## News:

Message to All Guests

## 64 bit OS and Real 4 (float) - not very reliable!

Started by Gunther, November 04, 2012, 09:52:42 PM

#### Gunther

Hi qWord,

your later answers sounding better and better and I hope we're at the same line.

Quote from: qWord on November 07, 2012, 08:58:48 AM
Even this sound a bit like you won't think about the error of an calculation and instead hope that the high precision solve that problem. I would estimate the error and then choose the correct data type or, if need, instead us an high/arbitrary precision library.

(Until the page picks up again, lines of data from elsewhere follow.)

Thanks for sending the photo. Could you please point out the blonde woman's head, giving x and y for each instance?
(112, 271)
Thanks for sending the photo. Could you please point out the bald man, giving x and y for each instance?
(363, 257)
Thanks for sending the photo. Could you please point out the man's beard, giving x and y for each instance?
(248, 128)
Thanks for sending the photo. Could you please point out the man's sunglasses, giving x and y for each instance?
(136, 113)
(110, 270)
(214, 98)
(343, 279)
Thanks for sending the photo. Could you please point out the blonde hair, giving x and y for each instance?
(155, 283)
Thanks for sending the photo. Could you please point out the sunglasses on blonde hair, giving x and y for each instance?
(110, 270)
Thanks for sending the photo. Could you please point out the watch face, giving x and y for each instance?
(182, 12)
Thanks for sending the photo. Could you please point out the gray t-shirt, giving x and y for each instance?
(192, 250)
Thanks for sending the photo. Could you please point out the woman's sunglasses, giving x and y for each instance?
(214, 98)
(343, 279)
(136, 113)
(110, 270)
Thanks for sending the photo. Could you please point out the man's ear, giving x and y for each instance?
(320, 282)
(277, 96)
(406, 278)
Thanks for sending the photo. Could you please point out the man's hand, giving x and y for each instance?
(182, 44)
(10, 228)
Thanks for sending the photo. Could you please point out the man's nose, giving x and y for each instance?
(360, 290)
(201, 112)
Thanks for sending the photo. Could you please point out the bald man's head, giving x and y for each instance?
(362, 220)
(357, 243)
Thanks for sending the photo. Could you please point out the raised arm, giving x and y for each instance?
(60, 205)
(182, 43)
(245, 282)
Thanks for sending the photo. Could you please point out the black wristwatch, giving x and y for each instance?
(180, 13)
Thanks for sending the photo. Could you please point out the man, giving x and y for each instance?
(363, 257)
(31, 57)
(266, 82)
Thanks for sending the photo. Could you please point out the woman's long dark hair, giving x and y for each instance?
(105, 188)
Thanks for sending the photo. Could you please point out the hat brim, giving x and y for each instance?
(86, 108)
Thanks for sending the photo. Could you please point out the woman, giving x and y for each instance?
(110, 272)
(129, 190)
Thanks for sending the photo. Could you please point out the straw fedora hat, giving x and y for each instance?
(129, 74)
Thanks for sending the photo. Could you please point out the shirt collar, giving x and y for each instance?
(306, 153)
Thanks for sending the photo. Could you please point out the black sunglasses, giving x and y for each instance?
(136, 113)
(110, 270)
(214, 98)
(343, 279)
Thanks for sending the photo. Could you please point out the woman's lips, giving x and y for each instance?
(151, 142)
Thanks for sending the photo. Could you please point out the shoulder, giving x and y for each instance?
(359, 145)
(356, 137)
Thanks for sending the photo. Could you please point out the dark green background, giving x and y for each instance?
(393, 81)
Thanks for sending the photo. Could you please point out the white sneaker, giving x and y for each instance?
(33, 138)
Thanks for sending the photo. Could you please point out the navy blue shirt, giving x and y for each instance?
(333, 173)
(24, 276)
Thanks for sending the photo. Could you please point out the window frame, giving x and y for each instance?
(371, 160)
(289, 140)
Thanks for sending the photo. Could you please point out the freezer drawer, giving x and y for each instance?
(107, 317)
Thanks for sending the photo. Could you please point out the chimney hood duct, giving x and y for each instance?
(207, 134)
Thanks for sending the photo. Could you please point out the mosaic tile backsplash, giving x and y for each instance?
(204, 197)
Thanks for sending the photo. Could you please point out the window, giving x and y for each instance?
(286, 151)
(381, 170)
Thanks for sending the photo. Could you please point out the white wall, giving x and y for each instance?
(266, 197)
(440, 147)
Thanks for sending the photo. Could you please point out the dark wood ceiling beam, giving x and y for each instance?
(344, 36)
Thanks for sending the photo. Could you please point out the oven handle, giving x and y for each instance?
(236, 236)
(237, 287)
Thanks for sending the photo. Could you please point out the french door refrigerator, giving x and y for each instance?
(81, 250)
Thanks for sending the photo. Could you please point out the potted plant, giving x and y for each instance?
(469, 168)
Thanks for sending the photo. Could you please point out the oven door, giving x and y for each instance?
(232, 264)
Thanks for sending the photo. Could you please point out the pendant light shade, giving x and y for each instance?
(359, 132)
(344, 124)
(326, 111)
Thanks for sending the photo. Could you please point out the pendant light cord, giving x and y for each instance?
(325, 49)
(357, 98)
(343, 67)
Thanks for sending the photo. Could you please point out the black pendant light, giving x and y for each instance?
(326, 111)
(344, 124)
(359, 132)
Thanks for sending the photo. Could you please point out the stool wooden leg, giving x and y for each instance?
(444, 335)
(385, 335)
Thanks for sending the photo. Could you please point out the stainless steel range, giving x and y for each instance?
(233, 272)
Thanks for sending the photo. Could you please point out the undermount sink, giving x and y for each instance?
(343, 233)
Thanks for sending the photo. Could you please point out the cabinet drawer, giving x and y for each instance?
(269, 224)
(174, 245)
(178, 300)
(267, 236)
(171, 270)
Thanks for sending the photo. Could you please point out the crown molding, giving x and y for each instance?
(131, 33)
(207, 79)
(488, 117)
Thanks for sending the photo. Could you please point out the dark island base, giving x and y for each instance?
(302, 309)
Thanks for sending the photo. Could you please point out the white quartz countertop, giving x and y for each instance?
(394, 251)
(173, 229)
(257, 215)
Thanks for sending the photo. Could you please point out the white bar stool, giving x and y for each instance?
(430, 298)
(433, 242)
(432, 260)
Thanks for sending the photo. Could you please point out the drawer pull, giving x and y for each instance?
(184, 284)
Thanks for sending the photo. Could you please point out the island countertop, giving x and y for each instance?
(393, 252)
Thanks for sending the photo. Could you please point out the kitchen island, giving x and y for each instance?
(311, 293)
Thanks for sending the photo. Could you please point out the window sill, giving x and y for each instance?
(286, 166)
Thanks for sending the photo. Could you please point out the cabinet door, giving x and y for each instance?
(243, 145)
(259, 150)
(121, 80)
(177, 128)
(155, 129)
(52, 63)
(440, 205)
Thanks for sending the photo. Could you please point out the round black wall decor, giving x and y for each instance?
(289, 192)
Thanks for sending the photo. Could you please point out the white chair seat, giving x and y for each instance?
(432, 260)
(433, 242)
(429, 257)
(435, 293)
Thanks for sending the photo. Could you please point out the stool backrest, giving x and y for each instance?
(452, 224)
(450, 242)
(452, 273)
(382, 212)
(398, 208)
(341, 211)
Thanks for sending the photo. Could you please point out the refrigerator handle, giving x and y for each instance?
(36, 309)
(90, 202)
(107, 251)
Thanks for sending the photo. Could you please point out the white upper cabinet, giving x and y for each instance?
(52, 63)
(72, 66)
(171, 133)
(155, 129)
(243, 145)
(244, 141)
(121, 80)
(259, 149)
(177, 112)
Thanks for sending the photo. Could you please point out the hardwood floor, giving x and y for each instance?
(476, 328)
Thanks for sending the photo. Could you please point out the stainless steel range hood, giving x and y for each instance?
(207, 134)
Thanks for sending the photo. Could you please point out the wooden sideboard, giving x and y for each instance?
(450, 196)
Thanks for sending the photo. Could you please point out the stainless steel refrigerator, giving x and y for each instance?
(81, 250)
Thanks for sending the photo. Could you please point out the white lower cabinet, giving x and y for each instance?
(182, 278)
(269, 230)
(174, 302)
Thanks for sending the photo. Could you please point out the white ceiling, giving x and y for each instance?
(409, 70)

Excuse me please, but with the best will in the world, I can't see an error. In my testbed we've the following situation:

• No number has fractional part. So, rounding errors which have to do with 0.1 and multiples of that can't occur.
• We don't subtract nearly equal values, which would lead to a dangerous digit cancallation.
• The valid range for REAL 4 is from 1.175 x 10^(-38) up to 3.403 x 10^38. We're far away from that limits.
Therefore, the FPU makes a good job in that range and brings the right results. What you are calling "error" has only to do with the precision shrink. These shrink isn't a law of nature, but the work of man done by compiler builders.

Gunther
You have to know the facts before you can distort them.

#### qWord

Quote from: Gunther on November 08, 2012, 02:51:18 AM
• No number has fractional part. So, rounding errors which have to do with 0.1 and multiples of that can't occur.
all numbers are normalized to 1.xxx...*2^y

Quote from: Gunther on November 08, 2012, 02:51:18 AM
• The valid range for REAL 4 is from 1.175 x 10^(-38) up to 3.403 x 10^38. We're far away from that limits
yes, with 24 precision bits. Even with 64 precision bits, you  will only get around 18 decimal digits of precision.

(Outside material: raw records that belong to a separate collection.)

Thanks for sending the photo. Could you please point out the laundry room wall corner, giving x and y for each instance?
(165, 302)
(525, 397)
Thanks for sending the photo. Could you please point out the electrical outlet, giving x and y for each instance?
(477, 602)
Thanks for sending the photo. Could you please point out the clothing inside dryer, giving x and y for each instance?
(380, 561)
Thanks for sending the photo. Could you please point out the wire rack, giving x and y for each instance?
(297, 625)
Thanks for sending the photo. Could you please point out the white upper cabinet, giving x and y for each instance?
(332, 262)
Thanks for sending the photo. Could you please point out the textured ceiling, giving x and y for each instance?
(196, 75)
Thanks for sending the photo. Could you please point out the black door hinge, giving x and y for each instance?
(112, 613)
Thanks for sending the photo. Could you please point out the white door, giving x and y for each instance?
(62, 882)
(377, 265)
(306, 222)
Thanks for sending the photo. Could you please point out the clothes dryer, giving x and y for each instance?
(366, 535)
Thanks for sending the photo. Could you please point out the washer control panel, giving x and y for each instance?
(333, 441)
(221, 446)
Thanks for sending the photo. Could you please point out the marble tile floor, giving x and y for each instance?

Quote from: Gunther on November 08, 2012, 02:51:18 AMThese shrink isn't a law of nature, but the work of man done by compiler builders.
no, it is an technical limit.

Quote from: Gunther on November 08, 2012, 02:51:18 AMTherefore, the FPU makes a good job in that range and brings the right results.
no doubts that it does a good job, but you will also get it using double precision variables with SSEx.

If I use float or double variables in my programs, I assume that the compiler will create code that does the calculations at least with that precision. However I would never assume that higher precision is used. As your example shows, the compiler creators and most other SW developers share this opinion.
You assumption based on your experience that it was done that way in the past - I'm sure it was never the intention by any compiler builder to always use REAL10/8s  - they simply know that it is dam slow to switch the FPU flags.

regards, qWord
MREAL macros - when you need floating point arithmetic while assembling!

#### qWord

addendum: I've take a look in the latest C standard and found this:
Quote from: ISO/IEC 9899:201x Committee Draft — April 12, 2011Except for assignment and cast (which remove all extra range and precision), the values
yielded by operators with floating operands and values subject to the usual arithmetic
conversions and of floating constants are evaluated to a format whose range and precision
may be greater
than required by the type. The use of evaluation formats is characterized
by the implementation-defined value of FLT_EVAL_METHOD

• -1 indeterminable;
• 0 evaluate all operations and constants just to the range and precision of the
type;
• 1 evaluate operations and constants of type float and double to the
range and precision of the double type, evaluate long double
operations and constants to the range and precision of the long double
type;
• 2 evaluate all operations and constants to the range and precision of the
long double type.

All other negative values for FLT_EVAL_METHOD characterize implementation-defined
behavior.
What does your compiler returns for FLT_EVAL_METHOD?
I currently can't find similar statements for c++...
MREAL macros - when you need floating point arithmetic while assembling!

#### Gunther

Hi qWord,

Quote from: qWord on November 08, 2012, 09:36:45 AM
all numbers are normalized to 1.xxx...*2^y

That's clear, but I meant the decimal representation of the numbers.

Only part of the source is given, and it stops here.